The dashpots are rated by the viscosity of the filling and I need a rough idea of the range of Nm force applied to the pot and radians per second to continue the discussion with the supplier about which dashpot to order, according to my maths it's the lightest viscosity one they make, if my maths is right.

 

[neil h]

But I'm not so confident on how to get from the meters per second acceleration and the weight of the cart to the Nm torque on the axle where it would be fitted.

 

[A.T.]

it's just to apply a very small amount of resistance when pushing the part.

Their resistance depends on the speed, not on the push force. You cannot control the maximal acceleration with them. You can only control the maximal speed for a given push force.

 

[neil h]

When the guy was trying to help me out on the phone, which was good of him, I've learned over the last year or so that industrial suppliers do not have much time for folk calling in without the correct specifications and drawings. Anyhow he started asking questions and he did ask me the radius of the wheels but we were stopped with the force applied. It's a bit of an odd one having someone pushing, motors are easy to look up but a push is a vague amount so I said I'd go away and work it all out and get back to him.
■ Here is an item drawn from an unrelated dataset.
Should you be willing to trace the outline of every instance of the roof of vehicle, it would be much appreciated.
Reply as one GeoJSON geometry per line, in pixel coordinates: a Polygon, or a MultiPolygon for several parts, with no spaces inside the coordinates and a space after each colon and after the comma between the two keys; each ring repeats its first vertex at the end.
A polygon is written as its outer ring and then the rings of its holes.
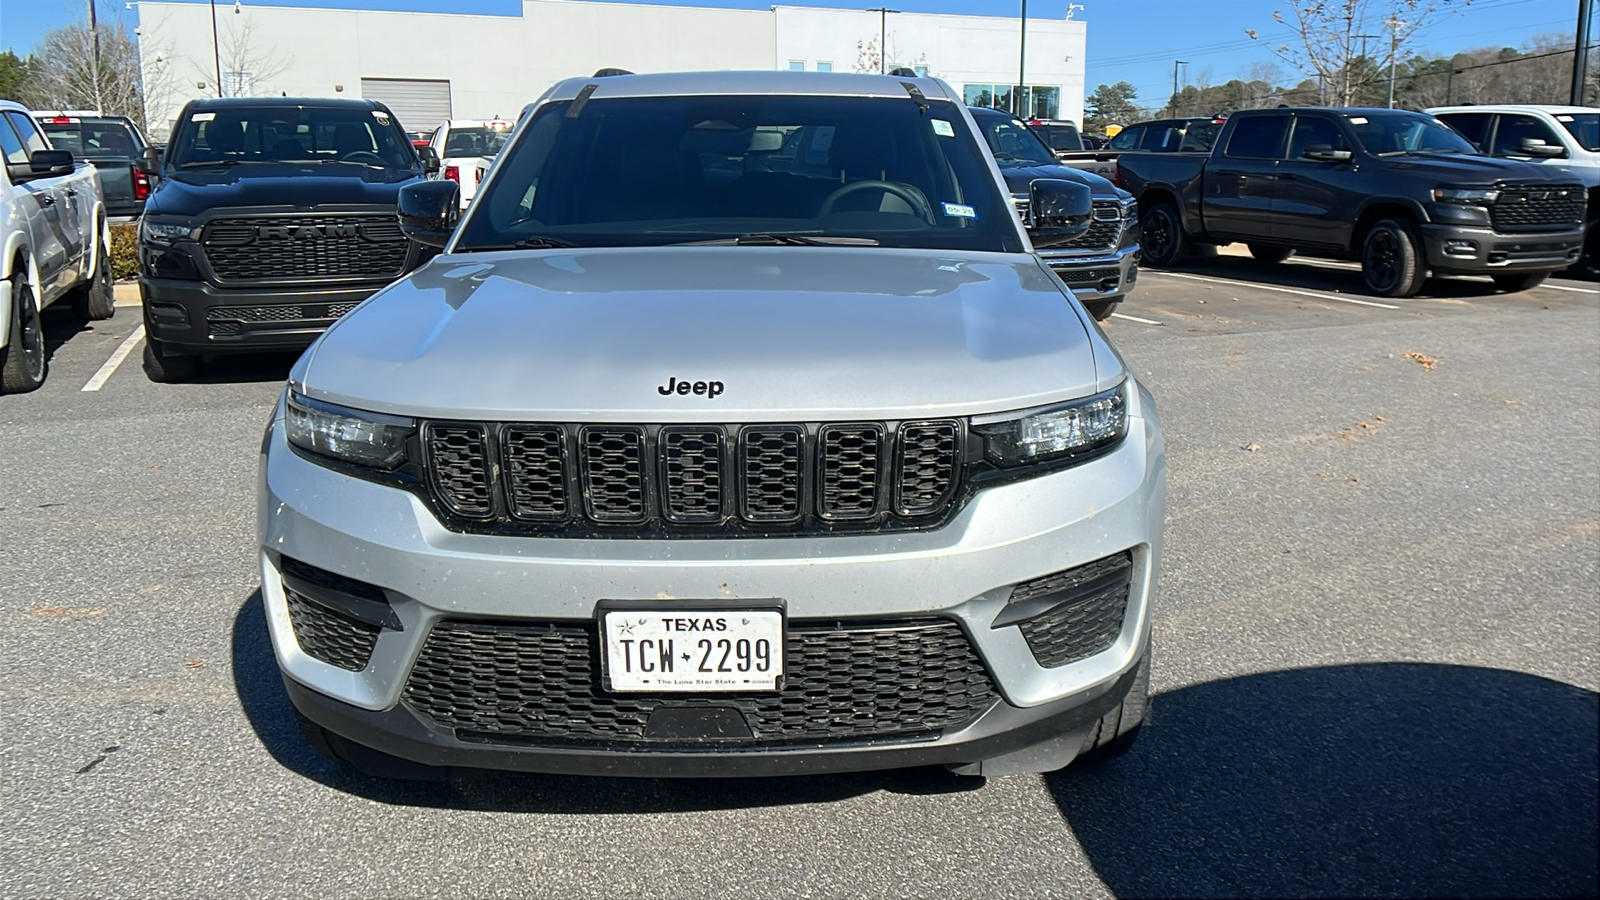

The part will do the job if I can put it in the right range and I can always put a gear ration on the transition to the damper to fine tune it but I need to be able to communicate what ball park I'm playing in.

 

[neil h]

That's the logic I called up with. I don't really understand why he wanted the Nm force. He asked for the speed in radions and the max Nm applied. Anyhow I have to call him back now so I'll see how I did I guess.